An Abuja high court had on October 23, 2009 made a preservative order restraining Soludo from parading himself as the candidate of the PDP in the said polls pending the hearing and determination of the substantive suit.
However, after reviewing the submissions of the counsel, the court reversed the restraining order it earlier made, stressing that the complained action (nomination of Soludo) was already concluded and his name forwarded to INEC, before the plaintiffs sought and secured the restraining order in the first place.
Justice Senchi specifically noted that the alleged illegality by the PDP was perfected on the 9th of October, 2009, while the suit that culminated in the restraining order was instituted on October 21 and the order granted on October 23, this year.
Before striking out the suit, the trial Judge relied on the decided case law of Ehinlawo vs Oke, to insist that the nomination of a candidate by a political party was within the purview of intra-party domestic affair, which he said the court lacked the Jurisdiction to adjudicate on.

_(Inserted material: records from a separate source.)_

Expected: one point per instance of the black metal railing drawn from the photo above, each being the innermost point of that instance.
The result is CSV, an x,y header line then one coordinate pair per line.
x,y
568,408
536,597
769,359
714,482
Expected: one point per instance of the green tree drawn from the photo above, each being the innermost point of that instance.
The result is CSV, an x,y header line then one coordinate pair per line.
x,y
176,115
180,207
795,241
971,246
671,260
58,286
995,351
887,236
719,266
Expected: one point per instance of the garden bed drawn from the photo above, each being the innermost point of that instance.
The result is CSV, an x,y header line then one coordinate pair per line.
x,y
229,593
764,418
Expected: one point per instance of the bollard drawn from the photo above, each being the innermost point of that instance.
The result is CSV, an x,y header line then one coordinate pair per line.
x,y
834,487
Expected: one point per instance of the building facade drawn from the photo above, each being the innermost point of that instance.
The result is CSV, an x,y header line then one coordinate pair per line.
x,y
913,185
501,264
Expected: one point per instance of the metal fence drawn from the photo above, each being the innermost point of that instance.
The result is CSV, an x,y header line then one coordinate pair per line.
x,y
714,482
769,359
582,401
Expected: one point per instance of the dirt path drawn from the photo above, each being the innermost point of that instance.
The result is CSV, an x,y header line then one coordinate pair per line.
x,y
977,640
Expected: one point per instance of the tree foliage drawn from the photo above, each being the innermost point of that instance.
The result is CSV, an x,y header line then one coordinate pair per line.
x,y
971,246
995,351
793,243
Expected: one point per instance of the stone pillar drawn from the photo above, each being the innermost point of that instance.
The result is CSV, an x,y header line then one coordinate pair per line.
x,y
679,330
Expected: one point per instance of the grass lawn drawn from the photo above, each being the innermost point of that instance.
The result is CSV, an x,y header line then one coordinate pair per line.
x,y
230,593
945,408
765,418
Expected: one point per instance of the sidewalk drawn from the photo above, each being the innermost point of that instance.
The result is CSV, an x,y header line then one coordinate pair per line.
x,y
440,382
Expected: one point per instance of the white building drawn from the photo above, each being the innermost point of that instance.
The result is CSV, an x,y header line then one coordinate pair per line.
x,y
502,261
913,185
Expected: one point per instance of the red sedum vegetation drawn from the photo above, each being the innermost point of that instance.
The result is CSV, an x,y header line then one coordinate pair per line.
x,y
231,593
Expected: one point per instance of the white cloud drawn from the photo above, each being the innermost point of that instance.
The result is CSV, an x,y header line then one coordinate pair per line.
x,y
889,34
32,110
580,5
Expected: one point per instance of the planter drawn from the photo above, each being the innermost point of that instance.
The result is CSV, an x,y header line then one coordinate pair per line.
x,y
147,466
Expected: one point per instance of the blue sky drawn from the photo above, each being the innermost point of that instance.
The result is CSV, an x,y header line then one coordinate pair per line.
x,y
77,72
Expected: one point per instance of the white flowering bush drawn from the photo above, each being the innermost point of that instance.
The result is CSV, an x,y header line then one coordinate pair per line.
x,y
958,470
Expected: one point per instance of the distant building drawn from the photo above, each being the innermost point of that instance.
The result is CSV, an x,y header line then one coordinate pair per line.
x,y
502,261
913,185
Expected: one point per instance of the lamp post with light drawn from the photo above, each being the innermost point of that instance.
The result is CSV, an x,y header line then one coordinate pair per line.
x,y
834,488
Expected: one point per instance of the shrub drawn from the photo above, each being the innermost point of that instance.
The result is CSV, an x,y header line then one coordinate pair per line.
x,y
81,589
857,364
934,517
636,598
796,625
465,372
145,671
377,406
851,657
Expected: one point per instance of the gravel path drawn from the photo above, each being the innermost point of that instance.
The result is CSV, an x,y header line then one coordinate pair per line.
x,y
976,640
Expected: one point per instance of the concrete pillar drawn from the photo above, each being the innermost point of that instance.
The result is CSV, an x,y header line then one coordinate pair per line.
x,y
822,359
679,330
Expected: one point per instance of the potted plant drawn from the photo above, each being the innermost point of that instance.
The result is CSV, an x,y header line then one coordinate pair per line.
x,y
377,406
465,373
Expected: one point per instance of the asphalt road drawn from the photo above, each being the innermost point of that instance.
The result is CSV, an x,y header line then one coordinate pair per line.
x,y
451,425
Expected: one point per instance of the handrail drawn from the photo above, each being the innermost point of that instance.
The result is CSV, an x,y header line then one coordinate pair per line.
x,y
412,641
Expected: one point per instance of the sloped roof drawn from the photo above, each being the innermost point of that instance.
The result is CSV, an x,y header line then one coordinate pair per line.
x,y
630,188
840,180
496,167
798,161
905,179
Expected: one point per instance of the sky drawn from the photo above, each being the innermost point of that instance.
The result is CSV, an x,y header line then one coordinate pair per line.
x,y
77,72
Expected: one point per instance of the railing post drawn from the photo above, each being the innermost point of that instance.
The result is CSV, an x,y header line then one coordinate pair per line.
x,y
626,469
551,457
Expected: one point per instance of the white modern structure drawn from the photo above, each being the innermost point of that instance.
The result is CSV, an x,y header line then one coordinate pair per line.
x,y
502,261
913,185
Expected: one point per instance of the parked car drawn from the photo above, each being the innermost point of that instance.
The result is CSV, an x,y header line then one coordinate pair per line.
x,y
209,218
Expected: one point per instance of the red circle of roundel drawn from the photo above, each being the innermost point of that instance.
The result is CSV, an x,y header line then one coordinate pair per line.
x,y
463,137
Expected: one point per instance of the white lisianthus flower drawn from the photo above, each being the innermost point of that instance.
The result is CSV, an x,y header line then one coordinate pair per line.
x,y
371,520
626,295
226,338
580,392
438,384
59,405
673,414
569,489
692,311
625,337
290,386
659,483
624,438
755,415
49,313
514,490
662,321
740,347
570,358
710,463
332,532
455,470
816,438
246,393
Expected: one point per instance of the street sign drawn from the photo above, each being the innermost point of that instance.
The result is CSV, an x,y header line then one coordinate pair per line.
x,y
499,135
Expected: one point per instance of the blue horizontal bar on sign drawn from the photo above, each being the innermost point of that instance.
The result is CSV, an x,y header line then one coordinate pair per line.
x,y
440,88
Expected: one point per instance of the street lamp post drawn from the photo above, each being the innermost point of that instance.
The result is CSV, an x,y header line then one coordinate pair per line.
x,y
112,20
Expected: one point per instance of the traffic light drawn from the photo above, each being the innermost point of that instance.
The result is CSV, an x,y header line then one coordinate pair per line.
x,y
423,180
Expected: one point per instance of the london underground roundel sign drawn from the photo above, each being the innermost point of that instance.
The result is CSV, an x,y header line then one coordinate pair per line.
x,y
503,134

He told the plaintiffs to go back to Anambra High Court whose order was alleged to have been violated for redress, adding that he observed inconsistencies in the separate statements of claims filed by the plaintiffs in the suit.
Soludo and the PDP on the 6th of November had urged the Abuja high court to vacate its restraining order against the nomination. They also asked the court to strike out the suit before it for want of jurisdiction and on the premises that it constituted an abuse of court process.
They accused the plaintiffs of deceiving the court into making a restraining order against an action that was already concluded.
They maintained that it would amount to duplication and abuse of process if the case before the Abuja high court continued when there was a similar suit on the same subject matter, subsisting before an Anambra high court.
Justice Senchi had on October 23, 2009, after receiving an affidavit of urgency filed by the plaintiffs, made an order restraining PDP from presenting or forwarding Soludo's name to INEC as its candidate, pending the hearing and determination of the motion on notice. He also restrained Soludo from parading himself as the candidate of the party.
In addition, INEC was restrained from recognising or dealing with Soludo as the PDP flagbearer pending the resolution of all the controversies trailing his nomination.
The plaintiffs had listed the PDP, Soludo and the INEC as the 1st, 2nd and 3rd defendants respectively in the suit that was struck out yesterday.